Python Machine Learning Mini-Course
Machine learning platforms based on Python are among the fastest-growing.
It takes you 14 days to learn how to begin using Python to build accurate predictive models and confidently complete machine learning projects.
There is a lot of important information in this post. Bookmark it if you find it useful.
Who Is This Mini-Course For?
You’re on the right page, so let’s get started.
Listed below are some general guidelines regarding who should take this course.
The points may not correspond exactly to your experience, so don’t worry if you need to brush up in one area or another.
Developers that know how to write a little code. Once you know the basic syntax of a programming language like Python, picking up a new one won’t be a big deal. You are not a wizard programmer, just capable of following a simple C-like language.
Developers that know a little machine learning. Therefore, you understand cross-validation, some algorithms, and the bias-variance trade-off in machine learning. Just knowing the landmarks, or knowing where to find them, does not mean you are a machine learning Ph.D.
Neither Python nor machine learning are the focus of this mini-course.
With this course, you will go from being a developer who knows a little machine learning to a developer who can use the Python ecosystem, the rising platform for professional machine learning.
Python and SciPy can be downloaded and installed
Once you have access to the Python platform, you can start working on machine learning.
We will use Python 3.6 today, so you must download and install it on your computer.
Visit the Python homepage and choose your operating system (Linux, OS X, or Windows) and download Python. You will need to install Python on your computer. If you are running RedHat Linux or OS X, you may need to use a platform-specific package manager such as macports or yum.
Additionally, you must install the SciPy platform and this library is based on scikit-learn. As with Python installation, I recommend following the same steps.
A single installation is possible (much easier) with Anaconda. Beginners should consider this book.
At the command line, type “python” to start Python for the first time.
Using the code below, you can check the versions of everything you need:
Learn Python, NumPy, Matplotlib, and Pandas.
It is necessary for you to be able to read and write basic Python scripts.
It is pretty easy for developers to pick up new programming languages pretty quickly. Code blocks in Python are indicated by whitespace (whitespace matters), a hash (#) for comments, and a hash (#) for comments (python is case-sensitive).
In the Python interactive environment, we will practice the basic syntax of the Python programming language and important SciPy data structures.
Practicing Python lists, flow control, and assignments.
Working with NumPy arrays is a good practice.
Matplotlib can be used to create simple plots.
Working with Pandas Series and DataFrames is a good practice exercise.
The example below demonstrates how you can create a Pandas DataFrame.
Load Data From CSV
There is a need for data in machine learning algorithms. As you get started with machine learning in Python, you should practice on standard datasets rather than loading your own data from CSV files.
This lesson will help you get comfortable loading data into Python and finding and loading standard machine learning datasets.
Download and practice with many excellent standard machine learning datasets in CSV format on the UCI machine learning repository.
Practice loading CSV files into Python using the CSV.reader() in the standard library.
Practice loading CSV files using NumPy and the numpy.loadtxt() function.
Practice loading CSV files using Pandas and the pandas.read_csv() function.
A Python snippet is provided below to load the Pima Indians onset of diabetes dataset directly from the UCI Machine Learning Repository.
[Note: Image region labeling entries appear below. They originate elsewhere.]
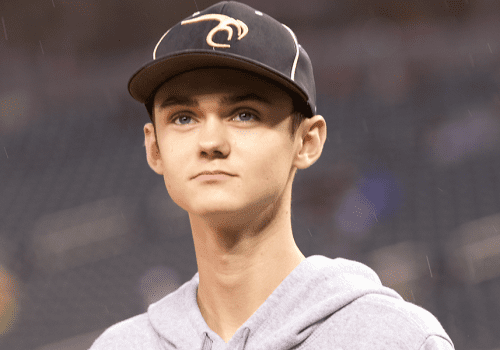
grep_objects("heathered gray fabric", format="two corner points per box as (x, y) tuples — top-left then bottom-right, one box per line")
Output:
(90, 255), (454, 350)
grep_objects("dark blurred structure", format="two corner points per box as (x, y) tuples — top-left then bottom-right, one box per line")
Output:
(0, 0), (500, 350)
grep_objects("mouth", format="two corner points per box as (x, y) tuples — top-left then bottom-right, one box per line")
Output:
(192, 170), (235, 179)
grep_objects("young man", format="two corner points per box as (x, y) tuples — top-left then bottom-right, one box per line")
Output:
(91, 2), (453, 350)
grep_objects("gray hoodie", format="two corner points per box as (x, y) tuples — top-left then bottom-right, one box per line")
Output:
(90, 255), (454, 350)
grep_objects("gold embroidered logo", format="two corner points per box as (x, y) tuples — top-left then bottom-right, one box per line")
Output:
(181, 14), (248, 48)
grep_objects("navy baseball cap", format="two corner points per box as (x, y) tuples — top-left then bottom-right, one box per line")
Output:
(128, 1), (316, 116)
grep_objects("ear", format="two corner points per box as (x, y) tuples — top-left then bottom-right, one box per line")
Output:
(293, 115), (326, 169)
(144, 123), (163, 175)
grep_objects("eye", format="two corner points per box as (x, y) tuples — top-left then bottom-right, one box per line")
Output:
(235, 111), (257, 122)
(172, 115), (192, 125)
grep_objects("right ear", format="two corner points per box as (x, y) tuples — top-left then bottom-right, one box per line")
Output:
(144, 123), (163, 175)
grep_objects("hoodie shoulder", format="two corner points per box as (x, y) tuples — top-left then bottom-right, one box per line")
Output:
(89, 313), (162, 350)
(332, 294), (454, 350)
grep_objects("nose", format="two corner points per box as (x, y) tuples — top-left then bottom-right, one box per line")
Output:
(198, 113), (230, 157)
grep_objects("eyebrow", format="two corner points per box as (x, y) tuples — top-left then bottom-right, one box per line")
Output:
(160, 92), (272, 109)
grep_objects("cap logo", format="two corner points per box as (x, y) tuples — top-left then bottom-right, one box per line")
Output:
(181, 13), (248, 48)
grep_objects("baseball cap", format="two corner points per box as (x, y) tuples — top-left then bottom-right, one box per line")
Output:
(128, 1), (316, 116)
Congratulations on getting this far! Keep going.
Using descriptive statistics, you can better understand your data
You must be able to interpret the data once it has been loaded into Python.
You will be able to build better and more accurate models if you have a better understanding of your data. Descriptive statistics are the first step towards understanding your data.
This lesson will teach you how to analyze your data using descriptive statistics. For Pandas DataFrames, I recommend using the helper functions.
Take a look at the first few rows of your data using the head() function.
Using the shape() property, check your data’s dimensions.
With the dtypes property, you can see the data types for each attribute.
Using the describe() function, you can examine the distribution of your data.
The corr() function can be used to calculate pairwise correlations between variables.
Using the dataset below, the distribution of each attribute is summarized for Pima Indians with onset of diabetes.
Visualize data to understand it
As we discussed yesterday, you should take the time to understand your data better.
Data visualization techniques (e.g. plotting) can also help you better understand your data.
Your lesson today will focus on the use of Python plotting to understand attributes alone and how they interact. It is again recommended that you use the helper functions provided by the Pandas DataFrame.
Create a histogram for each attribute by using the hist() function.
Each attribute can be plotted as a box-and-whisker plot using the plot(kind=’box’) function.
All attributes can be represented as pairwise scatterplots with the pandas.scatter_matrix() function.
The code below, for example, loads the diabetes dataset and creates a scatterplot matrix.